JIM Murphy's return to the fray for day 87 of his 100 days Irn Bru crate roadshow took place before a warmly appreciative audience in Edinburgh yesterday.

He said it himself: "This must be the warmest welcome a Glaswegian has ever had in Edinburgh."

His problem was that his warmly appreciative ­audience comprised mostly elderly Conservatives from the capital. The lack of counter-demonstrators produced a win-win response from Mr Murphy.

Last week, when he was heckled and egged by counter-demonstrators, he accused the Yes campaign of running organised mobs of sinister shock troops.
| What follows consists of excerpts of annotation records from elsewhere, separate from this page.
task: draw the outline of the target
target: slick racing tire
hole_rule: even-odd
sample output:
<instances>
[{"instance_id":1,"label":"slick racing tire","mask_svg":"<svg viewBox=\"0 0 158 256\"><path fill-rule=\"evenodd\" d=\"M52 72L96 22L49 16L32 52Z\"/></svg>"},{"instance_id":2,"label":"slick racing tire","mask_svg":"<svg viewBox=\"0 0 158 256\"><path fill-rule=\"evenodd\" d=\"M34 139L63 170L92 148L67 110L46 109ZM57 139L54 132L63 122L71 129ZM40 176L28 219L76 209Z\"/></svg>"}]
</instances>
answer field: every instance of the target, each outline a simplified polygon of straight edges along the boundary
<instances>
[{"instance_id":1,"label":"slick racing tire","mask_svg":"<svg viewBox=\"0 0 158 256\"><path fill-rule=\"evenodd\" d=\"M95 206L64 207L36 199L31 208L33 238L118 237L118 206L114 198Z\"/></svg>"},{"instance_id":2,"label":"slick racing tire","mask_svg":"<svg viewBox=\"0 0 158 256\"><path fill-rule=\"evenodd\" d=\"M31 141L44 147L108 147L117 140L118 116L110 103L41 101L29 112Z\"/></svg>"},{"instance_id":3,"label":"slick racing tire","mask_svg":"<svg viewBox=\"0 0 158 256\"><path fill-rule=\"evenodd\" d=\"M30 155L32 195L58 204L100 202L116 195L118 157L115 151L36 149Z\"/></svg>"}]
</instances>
Yesterday, when his event was unmolested and ignored by opponents he claimed this proved that his opponents had "turned the tap off."

The SNP countered: "All abuse is to be condemned, and the police have intervened in this affair, but not in the way Mr Murphy had hoped - it was to criticise 'intemperate, inflammatory and exaggerated' language which they warned was in danger of creating a 'self-fulfilling prophecy'.

"The reality is that the referendum is proving to be the most wonderful, ­invigorating political debate that Scotland has ever seen - people across Scotland are moving towards Yes in big numbers."

Yesterday's soap-box meeting was great fun, with satellite trucks and television crews, a big hitter from the Guardian up from London, the piper in the campaign tee-shirt and over-long kilt, and the man from the tabloid newspaper wearing the chicken suit.

But Mr Murphy was unfazed as he climbed on his crates, microphone in hand, to address one of the more unusual adoring audiences he will have encountered.

His schtick is a hymn of praise to Scotland, its scenery and inventiveness -- more a tea towel than a speech. A solitary heckler shouted something about everyone being deceived, but that was about it.

Mr Murphy brushed off suggestions that the Yes campaign was damaged by cross-party or other alliances. "David Cameron or Nigel Farage will be gone in 20 years, but independence is forever," he insisted, stressing that the Orange Order were not part of the official No campaign.

Had he had his suit cleaned since the egg attack? "As you know, I'm New Labour, so I have two suits," he riposted.